There is increasing evidence of the effect that global warming is having on the Antarctic. Last week a Nasa study reported that the last remaining section of the 625-square-mile Larsen B ice shelf, which partially collapsed in 2002, is likely to have disappeared entirely by 2020.
Ice And The Sky will close the 68th Cannes Festival on 24 May, and Jacquet is hoping to use his red carpet screening at the world’s most glamorous festival both to honour Lorius – “the very first to understand something very important for us” – and to draw attention to the devastating consequences of climate change.
“For me, this is very important. I am talking about moral aspects of the question. I can’t still tell stories about nature and animals without telling people there is something very important to do to conserve this planet and this wonderful environment. I feel very obliged to do it.”
Jacquet has written of how Lorius, who first visited the region in the mid-1950s, “discovered that each air bubble clenched within the pole icefields was an air sample dating back to the time when it got caught in the ice... in other words, a few metres down, the air contained in the ice used to be breathed by the Romans. “Temperatures, air bubbles… Such discoveries resulted in drilling operations that would later help him go more than 400,000 years back in our climate history, which had never been done before.”
The French director “loves” Antarctica and relishes the challenges in shooting there. “We were able to film in -57C in ice caves,” he said. “I like this challenge. I like to be able to capture images in this region where people are not able to go.”
Jacquet’s response to those who deny climate change is one of anguished bafflement. “It is something very natural – to be able to breathe clean air and drink pure water.

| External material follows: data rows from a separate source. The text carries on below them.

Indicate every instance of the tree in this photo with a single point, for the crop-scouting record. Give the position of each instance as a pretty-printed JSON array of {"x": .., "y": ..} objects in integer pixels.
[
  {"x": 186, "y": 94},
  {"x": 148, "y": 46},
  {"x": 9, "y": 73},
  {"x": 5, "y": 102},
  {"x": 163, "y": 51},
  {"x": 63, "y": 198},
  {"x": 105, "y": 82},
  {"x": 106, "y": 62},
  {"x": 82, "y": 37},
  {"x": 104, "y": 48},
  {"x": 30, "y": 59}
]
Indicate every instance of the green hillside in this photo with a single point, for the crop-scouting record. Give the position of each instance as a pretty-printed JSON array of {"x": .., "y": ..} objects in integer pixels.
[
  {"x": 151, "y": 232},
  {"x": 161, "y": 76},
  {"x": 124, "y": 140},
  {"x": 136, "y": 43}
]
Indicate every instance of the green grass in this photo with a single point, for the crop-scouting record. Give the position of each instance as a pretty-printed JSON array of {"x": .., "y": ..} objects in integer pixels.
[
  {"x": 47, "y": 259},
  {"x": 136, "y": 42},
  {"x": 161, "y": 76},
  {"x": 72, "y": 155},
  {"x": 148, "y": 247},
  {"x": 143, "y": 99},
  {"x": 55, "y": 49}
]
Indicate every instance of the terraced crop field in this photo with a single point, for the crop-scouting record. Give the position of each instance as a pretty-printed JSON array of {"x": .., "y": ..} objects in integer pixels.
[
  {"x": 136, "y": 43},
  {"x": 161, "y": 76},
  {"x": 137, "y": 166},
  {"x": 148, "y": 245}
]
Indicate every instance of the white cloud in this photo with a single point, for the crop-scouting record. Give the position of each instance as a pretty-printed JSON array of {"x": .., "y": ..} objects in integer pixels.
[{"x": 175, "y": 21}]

Why someone can refuse that I do not understand. Now, we must invent new means to live on the planet.” He added that he is “very disturbed” by “very passive positions” taken by the sceptics.
Nor is the director apologetic about showing penguins as cute creatures or embarrassed by audiences who regarded March Of The Penguins – funded by National Geographic – as a glorified Disney movie. “Making a Disney film is not bad!” As a filmmaker, Jacquet said, he “tries to share emotion”.
The Cannes Festival rarely shows documentaries in official selection. Michael Moore’s Bowling For Columbine (2002) and Jonathan Nossiter’s Mondovino (2004) are rare examples of documentaries that have been given the red carpet treatment.
However, Jacquet believes his film deserves its place in Cannes.
More than 35 million people saw March Of The Penguins. Jacquet’s hope is that Ice And The Sky (which will be released in France to tie in with the COP 21: UN climate change conference in Paris in the autumn) will have a similar reach.